体はほとんど思い通りに動かない。目もよく見えないが、ぼんやりと二人の人影が見えるようだ。
「あれまぁ!」と高齢の女性が言った。
「なんてことだ!」と高齢の男性も同じように言った。
『おぉ! これは異世界転生じゃないの!?』
俺は現代日本の東京に住むちょっと優秀なサラリーマンだった。
普段は、警備系のシステムエンジニアやフィールドエンジニアとして、客先での警備装置の設置や設定などをしていた。人と会話するのは苦手だが、かといってオフィスに年中座っているのは性に合わないと思ってここに就職した。もちろん仕事は大変だが、あちこちへ出張できるし、さほど対話も必要ないから満足していた。人々の安全・安心を作っていると考えれば達成感もあった。

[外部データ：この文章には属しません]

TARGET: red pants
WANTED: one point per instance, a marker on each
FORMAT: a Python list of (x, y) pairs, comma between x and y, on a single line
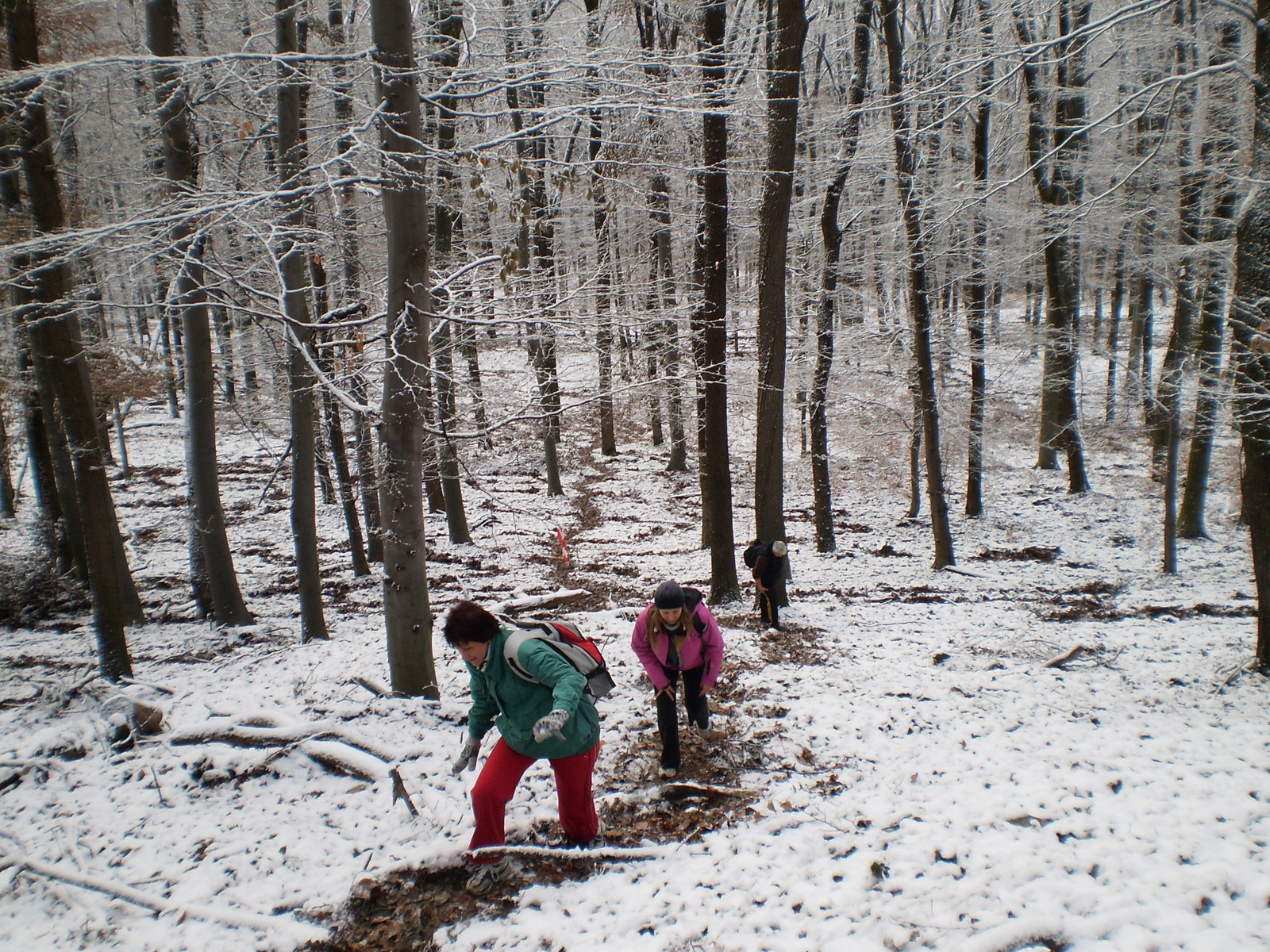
[(498, 781)]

最後の記憶は……なんだったか。普通に仕事から帰って夕食を食べて寝たような気がする。さほど食生活は健康的でなかったから突然死したとしても驚きではない。
転生の理由や経緯の記憶はない。眠りから覚めたら転生した赤子だった。転生ボーナスや転生の目的など、教えてもらえないと困るのだが。
それから数週間後。
目もかなりはっきり見えるようになり、いろいろと爺様と婆様の会話から知ることもできた。
間違いない。ここは「桃太郎」の世界だ。つまり架空の中世ぐらいの日本で、俺は婆様が拾ってきた、川上から流れてきた大きな桃の中から生まれたのだ。
試しに魔法でも使えないか、いろいろ試行錯誤してみた。だが魔力の欠片も感じられない。爺様婆様の会話にも魔法の存在をほのめかすものは全くない。
だが一つだけ。鬼や龍はいるらしい。いや、そんな危険なところだけファンタジーでも困る。だが鬼の脅威は比較的身近なものらしく、爺様や婆様の会話にも何度か出てきた。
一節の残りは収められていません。